= Geetanjali Babbar =

Indian social reformer

Geetanjali Babbar is the founder and director of a non-profit named Kat-Katha that works to empower and liberate sex workers in brothels of the largest red light area known as G.B. Road of Delhi.

== Education and early years ==
Geetanjali graduated with honours from Maharaja Agrasen College, Delhi University with a degree in journalism and has a post-graduation in development communications from Jamia Milia Islami University. She received a Gandhi Fellowship in 2010, a two-year leadership program. and 2013 Laureate Global Fellowship.

While studying, she was involved with National AIDS Control Organisation (NACO) where she got a chance to closely work with eunuchs.

== Kat-Katha ==
While working with the National AIDS Control Organisation, she visited Delhi's GB Road for the first time and got an opportunity to meet sex workers.

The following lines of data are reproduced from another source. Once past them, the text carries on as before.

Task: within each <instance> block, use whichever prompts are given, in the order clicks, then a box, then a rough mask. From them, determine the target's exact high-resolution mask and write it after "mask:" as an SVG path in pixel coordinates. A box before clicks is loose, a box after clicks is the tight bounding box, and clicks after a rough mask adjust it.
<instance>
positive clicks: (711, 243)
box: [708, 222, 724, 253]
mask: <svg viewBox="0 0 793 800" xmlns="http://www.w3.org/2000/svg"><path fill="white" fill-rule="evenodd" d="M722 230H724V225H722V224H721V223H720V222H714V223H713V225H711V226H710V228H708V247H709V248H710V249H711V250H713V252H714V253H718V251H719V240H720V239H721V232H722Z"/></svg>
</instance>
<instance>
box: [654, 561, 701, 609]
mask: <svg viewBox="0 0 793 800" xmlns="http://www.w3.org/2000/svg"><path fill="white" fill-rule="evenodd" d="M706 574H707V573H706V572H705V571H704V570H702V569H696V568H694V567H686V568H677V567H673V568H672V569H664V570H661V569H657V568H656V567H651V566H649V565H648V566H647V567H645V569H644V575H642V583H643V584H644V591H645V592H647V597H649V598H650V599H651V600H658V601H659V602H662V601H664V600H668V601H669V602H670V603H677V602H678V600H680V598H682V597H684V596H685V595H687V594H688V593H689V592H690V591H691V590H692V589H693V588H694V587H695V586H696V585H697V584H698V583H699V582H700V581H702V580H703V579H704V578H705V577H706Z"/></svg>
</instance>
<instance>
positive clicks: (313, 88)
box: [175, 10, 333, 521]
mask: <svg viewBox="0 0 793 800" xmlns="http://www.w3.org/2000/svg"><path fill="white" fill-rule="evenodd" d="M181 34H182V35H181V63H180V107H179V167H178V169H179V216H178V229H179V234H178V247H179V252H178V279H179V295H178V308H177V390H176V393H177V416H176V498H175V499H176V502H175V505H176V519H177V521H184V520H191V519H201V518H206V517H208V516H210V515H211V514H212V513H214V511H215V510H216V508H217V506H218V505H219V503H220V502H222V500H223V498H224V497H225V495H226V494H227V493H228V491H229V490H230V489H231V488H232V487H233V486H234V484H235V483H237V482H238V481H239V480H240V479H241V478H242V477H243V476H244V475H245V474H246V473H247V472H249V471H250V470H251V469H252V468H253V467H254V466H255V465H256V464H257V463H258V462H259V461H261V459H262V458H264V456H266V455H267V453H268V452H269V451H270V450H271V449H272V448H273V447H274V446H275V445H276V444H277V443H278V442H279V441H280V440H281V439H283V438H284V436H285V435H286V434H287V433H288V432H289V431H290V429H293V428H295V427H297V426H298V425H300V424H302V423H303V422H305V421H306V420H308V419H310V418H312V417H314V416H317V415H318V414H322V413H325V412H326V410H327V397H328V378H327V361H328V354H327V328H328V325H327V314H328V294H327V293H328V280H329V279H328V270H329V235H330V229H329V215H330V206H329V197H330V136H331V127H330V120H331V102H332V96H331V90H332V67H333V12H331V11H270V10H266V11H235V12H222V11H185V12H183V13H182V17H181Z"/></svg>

She learned that these sex workers were made to serve 20-40 customers in a day, and that the women urgently needed a support system to talk about their personal lives and issues apart from gaining safe sex information. She refused high-profile job offers to set up Kat-Katha that aims to improve the lives of the sex workers in Delhi's infamous GB Road red light area.

She helps them nurture their dreams, educate, and enrich their community. She encourages them to join mainstream life by helping them learn arts like stitching, embroidery, painting and motivates them to explore alternate life choices.

Today, Kat-Katha serves 3,600-4,000 sex workers and teaches them a new way of life. Her organisation has 12 teachers from well-known colleges for its educational program and is taking care of 10-12 brothels. With the help of Kat-katha, 3 women are successfully working as tailors, along with 26 sex workers and 21 children who are being given quality education.

In addition to the training, the center also provides safe zones for the women and their children. Kat-Katha also helps children of these women to spend their childhood out of the gloomy world. She believes that community participation is at the very core of this initiative.

She spoke at TEDx Talk and was the on-air contest winner (Theme-Delhi ke Heroes) at Radio Mirchi 98.3 FM's 'FLAT 983'.